Au Japon, l'indice du coût de construction des immeubles RC (béton armé) a continué de grimper en avril 2026. À partir de l'indice de Tokyo de 143,8, nous expliquons les vérifications financières que tout propriétaire devrait mener avant de s'engager dans un projet de valorisation foncière ou de gestion locative.

Dernière mise à jour: Lecture d'environ 9 min

Au Japon, l'indice du coût de construction des immeubles d'habitation en RC (béton armé) progressait encore en avril 2026. L'indice du coût de construction des immeubles d'habitation (béton armé) à Tokyo a atteint 143,8, soit environ 44 % au-dessus du niveau de référence lorsque la moyenne de l'année 2015 est ramenée à 100. Pour un investisseur francophone qui découvre ce chiffre, la première chose à comprendre est qu'il s'agit d'une série de données proprement japonaise : un indice du coût de construction compilé par un organisme privé et publié par type de bâtiment, par structure et par ville, sans équivalent exact dans les références de coûts utilisées par les promoteurs en France, en Suisse, en Belgique ou au Luxembourg.
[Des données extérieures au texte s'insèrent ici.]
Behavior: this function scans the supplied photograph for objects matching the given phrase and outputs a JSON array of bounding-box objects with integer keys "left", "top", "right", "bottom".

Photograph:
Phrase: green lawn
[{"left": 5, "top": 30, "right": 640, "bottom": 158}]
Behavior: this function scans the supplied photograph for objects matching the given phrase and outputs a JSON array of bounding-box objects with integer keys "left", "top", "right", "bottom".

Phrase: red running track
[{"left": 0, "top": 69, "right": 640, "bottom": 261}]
La hausse des coûts de construction n'est pas, pour un propriétaire qui réfléchit à la valorisation de son foncier (tochi-katsuyō, 土地活用, le fait de rendre productif un terrain inexploité par un projet de construction) ou à la gestion d'immeubles locatifs, une simple question de « construire coûte cher en ce moment ». Le niveau des coûts est une donnée de départ qui se répercute à la fois sur la fixation des loyers, les conditions d'emprunt, le plan de gros entretien et la stratégie de sortie. Cet article explique comment lire l'indice du coût de construction des immeubles RC et quelles actions concrètes engager dès maintenant.

Points clés de cet article

  • Dans les données d'avril 2026 de l'Institut de recherche sur les prix de la construction (建設物価調査会, Kensetsu Bukka Chōsakai), l'indice du coût de construction des immeubles d'habitation (RC, Tokyo) s'établit à 143,8.
  • L'indice du coût de construction n'est pas le « prix unitaire au tsubo » lui-même ; c'est un indicateur qui suit l'évolution des coûts de construction par rapport à une moyenne 2015 fixée à 100.
  • Il diffère du déflateur du coût des travaux de construction du ministère du Territoire, des Infrastructures, des Transports et du Tourisme (国土交通省) par sa finalité, son calendrier de publication et son usage.
  • Dans la planification d'un immeuble RC, il faut considérer le coût de construction conjointement avec les taux d'intérêt, les loyers, l'entretien et la qualité de gestion, et non isolément.
  • Plus les prix flambent, plus il est important de ne pas figer trop tôt des estimations approximatives, mais de tester les finances sous plusieurs scénarios.

Qu'est-ce que l'indice du coût de construction des immeubles RC ?

L'indice du coût de construction des immeubles RC est un indice de prix permettant de saisir l'évolution du prix de construction des immeubles d'habitation en béton armé par rapport à une année de référence. L'Institut de recherche sur les prix de la construction (建設物価調査会) publie des indices par usage du bâtiment, par structure, par ville et par type d'indice, avec la moyenne 2015 ramenée à 100. À la différence des séries statistiques publiques auxquelles sont habitués de nombreux investisseurs européens, cet indice est élaboré par une fondation privée spécialisée dans la recherche sur les prix de la construction.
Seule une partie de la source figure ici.